Rare break for income earners a start     

By Paul Gowan

People in the disability community received $100 worth of good news from the B.C. government last spring when the earnings exemption for those on disability income assistance rose by that amount.

On April 1, 2003, persons with a disability in BC became eligible to earn up to $400 a month in addition to their basic disability assistance payment of $786. One year earlier, in April 2002, the provincial government increased the exemption amount from $200 to $300.

Richard Chambers, Director of Communications for the B.C. Health Ministry, stated recently that the ministry is supportive of persons with disabilities making the effort to leave their residences, be part of the community and participate as much as they can.

"We want to encourage as much as possible people with disabilities to participate, either through employment opportunities or through paid volunteer opportunities, in the workforce," he told the Disability News.

Due to personal circumstances, some people with disabilities find it possible to work only part-time. The extra $100 provides an incentive for them in this direction, Chambers noted.

Paul Tubbe, chair of the advisory committee on disability issues at Vancouver City Hall and a paraplegic, said the $400 is a first-step along the path to independence for people with disabilities.

He said it has allowed people to explore some part-time employment or contract work they might not otherwise have tried, whether for an employer or for themselves.

"It's part of the solution as an entry strategy for people returning or entering the workforce," said Tubbe. "It's good for people re-entering the workforce to have supports in place while they are building a career."

Margaret Birrell, executive director of the B.C. Coalition of People with Disabilities (BCCPD), outlined her organization's position on the exemption increase by saying, "Anything that assists people with disabilities to live a more independent life has been our long term goal."

But BCCPD advocacy access director Jane Dyson called the basic assistance rate of $786 a month that people with disabilities receive, "woefully inadequate."

"Seven hundred and eighty-six dollars a month is not anywhere near enough money for people to live (on)," she said.

Eric Molendyk at the Disability Foundation's resource centre said, "Obviously, $400 is better than $200. And it's some motivation to say, well, you know, I can work, I can take shifts. It gives people more wiggle room."

Is an extra $100 the answer? "No," said Tubbe. " He said the medical and rehabilitation costs of having a disability still create barriers for people trying to enter the workforce. People with disabilities worry that if they work too much, they will be excluded from essential medical coverage or have their disability status removed.

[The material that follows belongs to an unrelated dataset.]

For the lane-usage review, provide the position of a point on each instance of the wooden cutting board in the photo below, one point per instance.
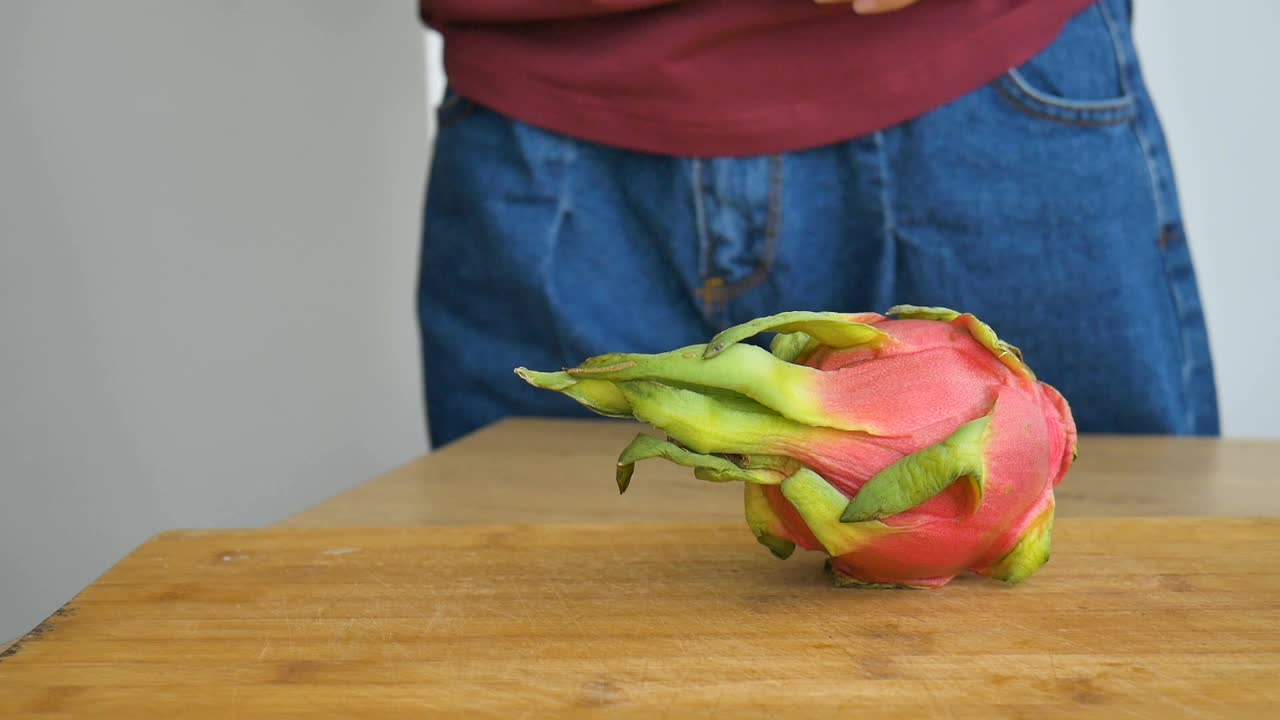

"If we are readying people to assume the majority of financial responsibility for their lives, then we need to set more realistic guidelines and an incremental approach," Tubbe said. More incentives are needed to get people over the barriers.

At $786 per month, British Columbia now has the fourth highest rate of disability income assistance in Canada, after Ontario, Alberta and Quebec. Persons not considered disabled, but who demonstrate "persistent multiple barriers to employment" - such as drug, alcohol or other medical problems - receive $608 a month, compared with the base assistance rate of $510.